Here are more details about the shortlisted books, and why the judges chose them:
Judges’ comments: ‘The judges were impressed by the evocation of a complete local world, by the skill with which the characters are distinguished, and, of course, by the creation of a believable Sicilian dialect.’
Synopsis: When a local girl goes mysteriously missing, the whole community takes an interest in the case. Why are the kidnappers so sure that the girl's impoverished father and dying mother will be able to find a fortune? The ever-inquisitive Chief Inspector Montalbano steps in, to get to the heart of the matter in his own inimitable style.
Andrea Camilleri is one of Italy's most famous contemporary writers. His Montalbano series has been adapted for Italian television and translated into nine languages. He lives in Rome.
Stephen Sartarelli is an award-winning translator. He is also the author of three books of poetry, most recently The Open Vault.
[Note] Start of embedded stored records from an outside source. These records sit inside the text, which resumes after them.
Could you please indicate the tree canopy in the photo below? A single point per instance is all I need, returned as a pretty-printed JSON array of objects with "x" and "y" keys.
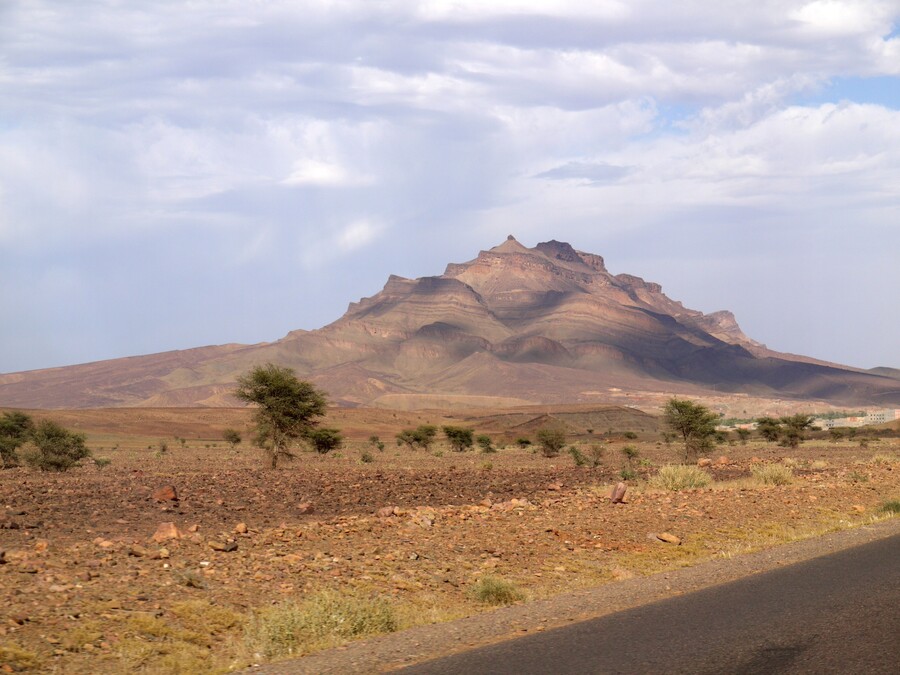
[
  {"x": 460, "y": 438},
  {"x": 695, "y": 423},
  {"x": 287, "y": 408}
]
He lives in France.
Judges’ comments: ‘It is rare for a novelist to be able to combine a range of odd characters; social breadth; and the detail of financial markets, especially in what bankers call ‘a point of compromise’. Larsson’s death robs us of a new, yet mature, voice in fiction.’
Synopsis: Forty years ago, Harriet Vanger disappeared off the secluded island owned and inhabited by the powerful Vanger family. There was no corpse, no witnesses, no evidence. But her uncle, Henrik, is convinced that she was murdered by someone in her own family - the deeply dysfunctional Vanger clan. Disgraced journalist Mikael Blomqvist is hired to investigate, but when he links Harriet's disappearance to a string of gruesome murders from forty years ago, he needs a competent assistant - and he gets one: computer hacker Lisbeth Salander - a tattoed, truculent, angry girl who rides a motorbike like a Hell's Angel and handles makeshift weapons with the skill born of remorseless rage. This unlikely pair form a fragile bond as they delve into the sinister past of this island-bound, tightly-knit family. But the Vangers are a secretive lot, and Mikael and Lisbeth are about to find out just how far they're prepared to go to protect themselves - and each other.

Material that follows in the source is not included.